Может, с чуть большим благоговением, чем если бы у меня под рубашкой не было красных пятен, осматривал я кафедральный собор. Я уже знал: невзирая на эти признаки близкой смерти, больные редко впадают в истерику — или такие припадки длятся недолго. Истерика требует слишком много сил и вскоре начинает казаться чем-то мелочным в сравнении с вечностью, с тем невыразимым, что нас ждет. У всех, кого я видел на улице, впереди был один и тот же путь — теперь мне предстояло пройти по нему, и пройти преждевременно. Что избавляло меня от тягот старости — одиночества, поздней потери любимого человека.

Все это, как будто, было давным-давно объяснено в книгах.

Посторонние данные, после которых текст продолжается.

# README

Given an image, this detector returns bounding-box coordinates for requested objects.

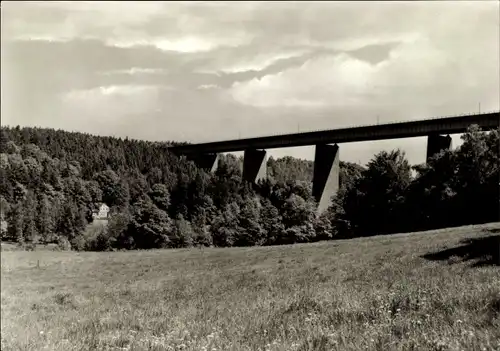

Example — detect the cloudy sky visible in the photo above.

Я тоже это понимал и только боялся впасть в отчаянье, не предусмотренное моим внутренним распорядком. Неужели лишь пессимисты, усталые меланхолики не ошибались в толковании жизни?

Конечно, я мог бы покончить с собой, чтобы избежать долгой и мучительной агонии. Но я знал, что если умру я, то совершит самоубийство и Фолькер. Его отчаянье ужасало меня сильнее, чем собственное небытие. Я не чувствовал себя вправе способствовать его гибели.

Что за скверные мысли? — спрашивал я себя в эрфуртских переулках. Какая сила загоняет тебя во тьму? Как теперь из этой тьмы выбраться? Есть ли еще надежда? Этого слова — «надежда» — лучше вообще не упоминать. Такая самонадеянность неоправданна.

По отношению к внешнему миру ты должен как-то функционировать…

Я допускал мысль, что не успею дописать свой роман. И решил включить в него главу с завещанием одного из главных персонажей, чтобы оставить после себя хоть что-то, соразмерное, на мой взгляд, происшедшему: последнее, обретшее законченную форму послание.

Я не хотел — пока это зависит от меня — тускнеть. Потому что встречал многих мужественных больных, любивших жизнь гораздо больше, чем те, чей жизненный горизонт еще не затянулся тучами. Главное — не сдаваться.